Cloud-Stream-Processing-Kafka-Samza

Stream processing is designed mainly for real time data, i.e. extreme latency and throughput requirement.

How the traditional data processing works:

Collected data stored offline
ETL job to multiple systems with output format defined

Apache Kafka

Kafka is a distributed publish subscribe messaging system.

“The main advantage of Kafka is the fact that it provides a unifying data backbone from which all systems in the organization can consume data independently and reliably.”

“Kafka being a streaming data source”

Topics

Topics represent a user-defined category to which messages are published.
Producers

Producers are processes that publish messages to one or more topics in the Kafka cluster. Actually, they are talking to brokers
Consumers

Consumers are processes that subscribe to topics and read messages from the Kafka cluster by talking to brokers
Partitions

Topics are divided into partitions. A partition represents the unit of parallelism in Kafka. In general, a higher number of partitions means higher throughput. Within each partition each message has a specific offset that consumers use to keep track of how far they have progressed through the stream. Consumers may use Kafka partitions as semantic partitions as well.
Brokers

Brokers in Kafka are responsible for message persistence and replication. Producers talk to brokers to publish messages to the Kafka cluster and consumers talk to brokers to consume messages from the Kafka cluster.
Replication

Kakfa uses replication for fault-tolerance. For each partition of a Kafka topic, Kafka will choose a leader and zero or more followers from servers in the cluster and replicates the log across them. The number of replicas including the leader is determined by a replication factor. The leader of the partition will handle all the reads and writes while the followers consume messages from the leader in order to replicate the log. Since both leader and follower may fail when a server in the cluster fails, the leader keeps track of alive followers (in-sync replicas (ISR)) and removes unhealthy ones. In this case, if the leader dies, an alive follower will become the new leader of this partition. This mechanism allows Kafka to remain functional when failures exist.

Apache Samza

Samza is a distributed stream processing framework developed by LinkedIn. Samza is designed to continuously compute data as it becomes available and provides sub-second response times. Samza is a key component in a three-tiered stream processing architecture:

Streaming Layer

The streaming layer provides the input in the form of partitioned streams. As you can imagine, this streaming layer that we will use in this project is Apache Kafka.
Execution Layer

The execution layer schedules and coordinates tasks across machines. In this project, we will use YARN as the execution layer.
Processing Layer

Finally, the processing layer processes the input stream and applies transformations on the input stream to produce some type of output. This is where Samza comes in.

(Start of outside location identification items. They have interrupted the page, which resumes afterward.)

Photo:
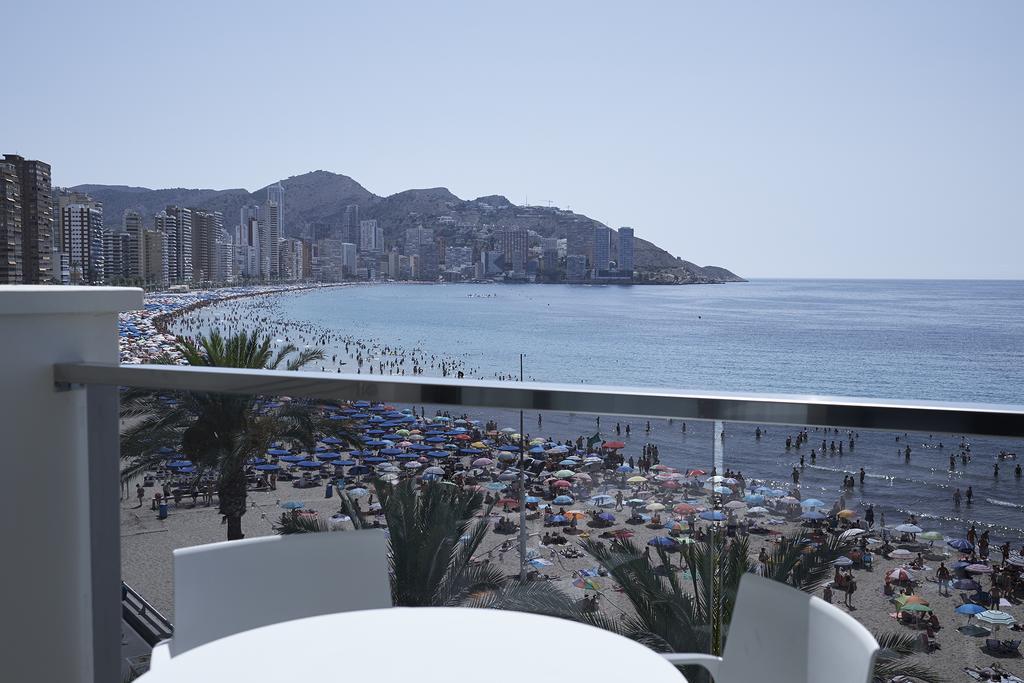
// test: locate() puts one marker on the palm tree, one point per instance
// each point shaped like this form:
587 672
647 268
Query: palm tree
671 615
434 534
220 432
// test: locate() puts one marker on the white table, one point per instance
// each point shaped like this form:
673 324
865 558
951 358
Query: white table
418 645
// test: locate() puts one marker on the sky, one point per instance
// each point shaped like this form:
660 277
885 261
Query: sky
786 139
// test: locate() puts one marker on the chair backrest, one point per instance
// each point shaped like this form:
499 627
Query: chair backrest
225 588
779 634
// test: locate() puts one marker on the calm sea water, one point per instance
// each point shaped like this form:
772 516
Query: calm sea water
961 341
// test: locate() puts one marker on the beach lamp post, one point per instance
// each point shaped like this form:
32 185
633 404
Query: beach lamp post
522 489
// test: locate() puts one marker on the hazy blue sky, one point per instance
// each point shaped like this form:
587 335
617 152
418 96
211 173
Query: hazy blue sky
776 138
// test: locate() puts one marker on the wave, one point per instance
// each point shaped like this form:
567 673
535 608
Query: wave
1004 504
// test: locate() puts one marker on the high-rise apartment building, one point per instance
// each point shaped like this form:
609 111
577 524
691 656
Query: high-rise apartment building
515 248
131 224
626 243
36 231
602 248
350 223
155 262
207 232
82 238
371 237
11 253
271 232
116 255
176 223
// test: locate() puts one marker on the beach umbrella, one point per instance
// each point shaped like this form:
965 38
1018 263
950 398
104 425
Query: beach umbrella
914 607
899 573
996 617
970 609
663 542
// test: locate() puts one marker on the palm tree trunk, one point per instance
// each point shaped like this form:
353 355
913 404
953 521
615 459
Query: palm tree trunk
231 491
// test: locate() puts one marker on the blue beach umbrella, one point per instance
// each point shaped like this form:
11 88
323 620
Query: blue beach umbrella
663 542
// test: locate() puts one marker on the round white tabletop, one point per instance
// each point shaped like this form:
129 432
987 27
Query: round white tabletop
417 645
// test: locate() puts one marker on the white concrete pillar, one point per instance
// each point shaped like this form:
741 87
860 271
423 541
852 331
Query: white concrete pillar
47 564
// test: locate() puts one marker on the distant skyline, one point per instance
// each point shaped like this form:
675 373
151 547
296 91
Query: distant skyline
790 139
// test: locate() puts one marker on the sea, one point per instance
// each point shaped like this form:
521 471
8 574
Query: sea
957 341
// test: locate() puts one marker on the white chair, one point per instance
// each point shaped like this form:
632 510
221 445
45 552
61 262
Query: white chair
225 588
781 635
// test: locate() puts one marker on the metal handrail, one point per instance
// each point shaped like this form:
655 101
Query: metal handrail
849 413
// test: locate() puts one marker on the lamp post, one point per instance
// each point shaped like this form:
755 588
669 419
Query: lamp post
522 489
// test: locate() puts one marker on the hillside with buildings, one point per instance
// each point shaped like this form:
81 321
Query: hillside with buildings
317 225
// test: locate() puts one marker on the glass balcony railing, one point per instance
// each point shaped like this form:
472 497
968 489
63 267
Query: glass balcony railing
636 511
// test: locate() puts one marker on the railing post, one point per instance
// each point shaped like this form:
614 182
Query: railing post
60 562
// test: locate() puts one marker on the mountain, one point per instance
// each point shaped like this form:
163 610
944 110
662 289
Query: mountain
321 197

Like Kafka, there is some terminology to define in Samza:

Streams

A stream is composed of partitioned sequences of messages belonging to a user defined category. As mentioned previously, Kafka can be our stream provider and a Samza stream and a Kafka topic are equivalent.
Jobs

A job is written using the Samza API to read and process data from one or more streams. A job may be broken into smaller units of execution called tasks. Each task may consume data from one or more partitions in the input stream.
Stateful stream processing

Stream processing can be broadly classified into two types: stateful and stateless. Based on the existence of some type of state which gets mutated as the stream is processed. Stateless stream processing is fairly simple as there is no synchronization of state required as stream partitions are processed in parallel. However, Samza allows for stateful stream processing. The typical approach to support stateful stream processing is to have a remote data store (such as MySQL, HBase) and retrieve state from the database in the Samza job. However this creates an unacceptable bottleneck in the system.

Course Work Project

It is called cab ride share project. Drivers and Customers real time share theirs location and preference. Design a system to provide matching based on the provided information.

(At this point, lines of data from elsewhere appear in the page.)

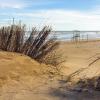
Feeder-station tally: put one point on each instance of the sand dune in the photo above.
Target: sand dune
(22, 78)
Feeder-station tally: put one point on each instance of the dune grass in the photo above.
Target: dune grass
(37, 45)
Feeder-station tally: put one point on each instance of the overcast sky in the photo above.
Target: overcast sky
(60, 14)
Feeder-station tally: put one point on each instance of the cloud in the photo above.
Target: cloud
(62, 19)
(11, 4)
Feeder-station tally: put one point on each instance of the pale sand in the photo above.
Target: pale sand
(22, 78)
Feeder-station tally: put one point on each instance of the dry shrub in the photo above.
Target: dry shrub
(37, 46)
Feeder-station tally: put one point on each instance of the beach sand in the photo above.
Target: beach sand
(22, 78)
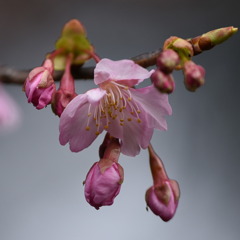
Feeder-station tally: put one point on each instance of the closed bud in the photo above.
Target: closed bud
(104, 179)
(163, 82)
(193, 76)
(163, 199)
(210, 39)
(60, 100)
(181, 46)
(168, 60)
(73, 40)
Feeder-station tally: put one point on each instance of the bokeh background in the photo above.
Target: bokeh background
(41, 191)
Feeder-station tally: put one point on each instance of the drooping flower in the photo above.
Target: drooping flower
(162, 198)
(126, 113)
(104, 179)
(39, 86)
(9, 111)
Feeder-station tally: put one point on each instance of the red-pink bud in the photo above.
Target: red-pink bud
(104, 179)
(60, 100)
(168, 60)
(163, 82)
(193, 76)
(162, 199)
(39, 85)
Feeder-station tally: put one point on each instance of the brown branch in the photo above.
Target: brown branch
(12, 76)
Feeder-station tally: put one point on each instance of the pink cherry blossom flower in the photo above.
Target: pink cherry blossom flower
(126, 113)
(39, 86)
(9, 112)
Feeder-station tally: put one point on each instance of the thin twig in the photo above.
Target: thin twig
(13, 76)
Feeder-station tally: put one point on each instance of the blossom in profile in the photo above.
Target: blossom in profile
(126, 113)
(39, 85)
(9, 111)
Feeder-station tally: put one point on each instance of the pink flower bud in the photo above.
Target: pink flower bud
(163, 199)
(163, 82)
(39, 85)
(168, 60)
(103, 183)
(104, 179)
(60, 100)
(193, 76)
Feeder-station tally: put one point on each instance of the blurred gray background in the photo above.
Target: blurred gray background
(41, 192)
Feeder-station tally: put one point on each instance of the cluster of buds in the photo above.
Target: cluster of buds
(129, 115)
(104, 179)
(72, 47)
(193, 73)
(162, 77)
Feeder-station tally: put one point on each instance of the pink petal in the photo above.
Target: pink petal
(133, 135)
(123, 71)
(154, 104)
(74, 121)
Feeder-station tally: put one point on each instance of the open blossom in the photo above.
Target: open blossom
(9, 113)
(126, 113)
(39, 86)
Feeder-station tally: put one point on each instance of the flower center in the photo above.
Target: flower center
(116, 104)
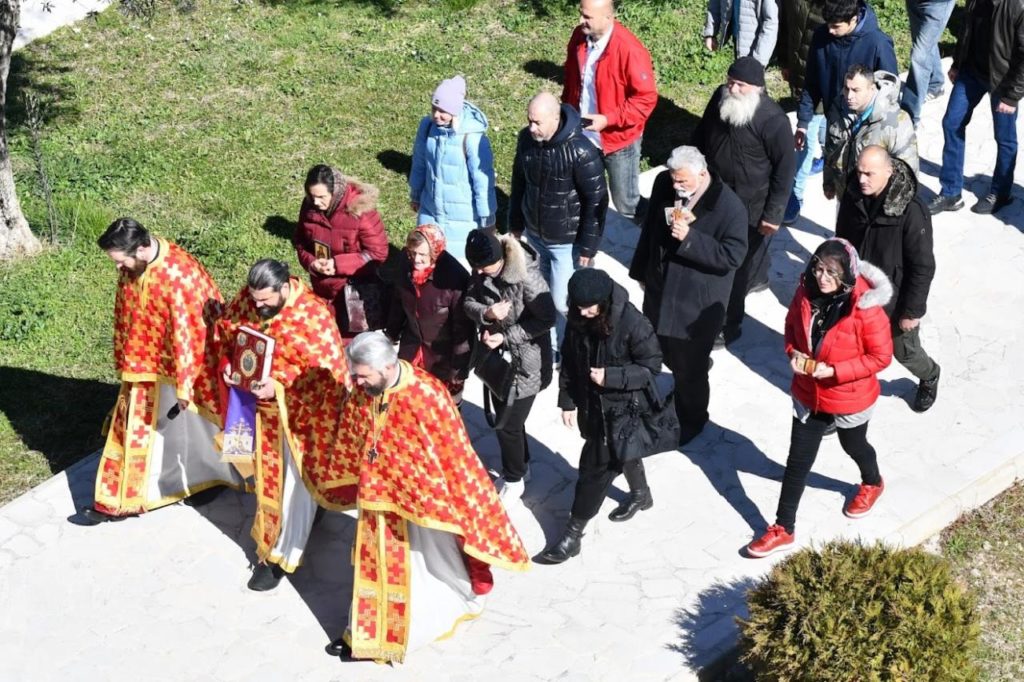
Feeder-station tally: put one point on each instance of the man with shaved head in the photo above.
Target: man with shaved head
(559, 197)
(609, 79)
(882, 215)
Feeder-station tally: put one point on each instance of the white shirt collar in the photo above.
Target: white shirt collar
(603, 42)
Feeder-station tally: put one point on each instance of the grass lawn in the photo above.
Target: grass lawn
(986, 548)
(203, 124)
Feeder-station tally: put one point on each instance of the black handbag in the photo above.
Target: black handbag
(498, 375)
(646, 425)
(366, 305)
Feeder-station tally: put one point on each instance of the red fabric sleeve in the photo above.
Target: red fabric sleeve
(373, 243)
(877, 341)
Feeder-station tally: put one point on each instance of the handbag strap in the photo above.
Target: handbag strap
(491, 413)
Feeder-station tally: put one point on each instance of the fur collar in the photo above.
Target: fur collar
(364, 199)
(878, 290)
(902, 189)
(516, 259)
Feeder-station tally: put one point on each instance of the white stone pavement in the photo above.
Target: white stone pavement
(163, 596)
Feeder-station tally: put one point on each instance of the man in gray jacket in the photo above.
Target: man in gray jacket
(866, 114)
(753, 25)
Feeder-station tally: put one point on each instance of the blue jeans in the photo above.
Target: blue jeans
(805, 158)
(968, 92)
(624, 178)
(558, 262)
(928, 18)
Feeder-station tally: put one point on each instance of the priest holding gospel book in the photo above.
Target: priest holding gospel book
(293, 411)
(160, 437)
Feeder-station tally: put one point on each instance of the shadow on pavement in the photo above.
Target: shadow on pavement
(549, 493)
(904, 388)
(325, 579)
(762, 350)
(708, 630)
(722, 454)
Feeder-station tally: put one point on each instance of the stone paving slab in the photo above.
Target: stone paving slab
(163, 596)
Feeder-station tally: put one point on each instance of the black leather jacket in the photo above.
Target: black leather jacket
(558, 187)
(1006, 60)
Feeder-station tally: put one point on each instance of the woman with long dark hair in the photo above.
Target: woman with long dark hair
(838, 340)
(339, 240)
(609, 354)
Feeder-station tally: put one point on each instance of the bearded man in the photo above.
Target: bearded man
(160, 438)
(430, 522)
(743, 135)
(290, 413)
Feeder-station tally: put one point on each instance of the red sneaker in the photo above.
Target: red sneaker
(774, 540)
(480, 579)
(864, 500)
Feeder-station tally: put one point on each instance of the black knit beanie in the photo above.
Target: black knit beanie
(482, 248)
(589, 287)
(749, 71)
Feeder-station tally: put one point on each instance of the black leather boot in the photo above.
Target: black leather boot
(568, 545)
(265, 577)
(639, 499)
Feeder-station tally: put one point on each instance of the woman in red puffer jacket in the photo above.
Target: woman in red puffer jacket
(340, 239)
(838, 338)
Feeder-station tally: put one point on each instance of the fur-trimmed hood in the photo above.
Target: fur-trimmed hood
(518, 258)
(877, 291)
(902, 188)
(359, 197)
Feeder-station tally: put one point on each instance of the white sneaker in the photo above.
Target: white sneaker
(509, 492)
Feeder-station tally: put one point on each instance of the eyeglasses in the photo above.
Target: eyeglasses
(820, 268)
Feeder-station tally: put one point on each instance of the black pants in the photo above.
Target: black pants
(597, 469)
(753, 270)
(512, 438)
(687, 358)
(804, 442)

Two topics (or streams in Samza terminology):

driver-location
1. Stream Block id
2. Driver id
3. Latitude and Longitude
events
1. RIDE_REQUEST
2. ENTERING_BLOCK
3. LEAVING_BLOCK
4. RID_COMPLETE

The idea is to process the two stream and produce score stream.

Mainly class to implement StreamTask, InitableTask, WindowableTask

There are init, process functions
Some core steps:
1. Get Stream
2. Get message (which is json) can be cast to Map<Key String, Value Object>
Partition by block id